HOUSTON -- (Jan. 12, 2018) -- Rice University bioscientist Aryeh Warmflash has won a major National Institutes of Health grant to analyze a protein-signaling pathway that directs the differentiation of embryonic stem cells into the cells of the skin and the nervous system.

The work will build upon Warmflash's research into human embryonic development and the mechanisms by which nearly identical cells morph over time into the hundreds of types that become a mature organism.

The five-year R01 grant for more than $1.5 million from the National Institute of General Medical Sciences will fund the study of the Wnt signaling pathway that triggers reactions in cells through surface receptors. Various components of the pathway have a regulatory role in gene transcription as well as the cytoskeleton and calcium inside cells.

The Rice lab is interested in the pathway that sends signals to the stem cell's nucleus, where decisions on the cell's fate are made. Proteins known as signal transducers, which form links between the receptor outside the cell and the cell’s nucleus, are key.

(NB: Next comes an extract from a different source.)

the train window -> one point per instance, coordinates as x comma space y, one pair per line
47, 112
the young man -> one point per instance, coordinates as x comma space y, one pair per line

Traditionally, researchers detect the transducer's state by grinding cells to see evidence of phosphorylation, a chemical process that activates or deactivates proteins. "That's one way to know that the cell is receiving this signal, but in the process you kill the cell and lose all the spatial and temporal information," Warmflash said.

"We're interested in understanding what individual cells are doing as a function of where they are and in time, so our alternative is to use CRISPR/Cas9 (a gene-editing tool) to attach a fluorescent protein to the signal transducer. Now we can watch the processes of the signal moving to the nucleus and of differentiation in living cells in real time."

In preliminary work for the grant, the lab developed a culture system in which embryonic stem cells are grown in colonies of a specific size and shape, and then upon differentiation they form self-organized patterns of different cell fates such as neurons and skin cells. Observing the Wnt signaling reporter as the cells are doing this allows them to connect the signaling pathway to the patterns that form.

"The Wnt pathway is incredibly fundamental to a lot of things, but people know almost nothing about its dynamics," he said. "These reporters will allow us to learn about that, and in individual, living cells."

He said individual cell fate decisions likely happen over the course of a day or two, so the lab is developing algorithms to track individual cells through images of their fluorescent signals as they morph within the system.

"If we could follow cells for six days, that would be fantastic, but we already work with very large volumes of data," Warmflash said. "We'll be really happy to follow them for two days as they're making these individual decisions."

Wnt pathways are also known to drive the growth of cancer, so understanding the dynamics could help design strategies to disrupt the disease, he said.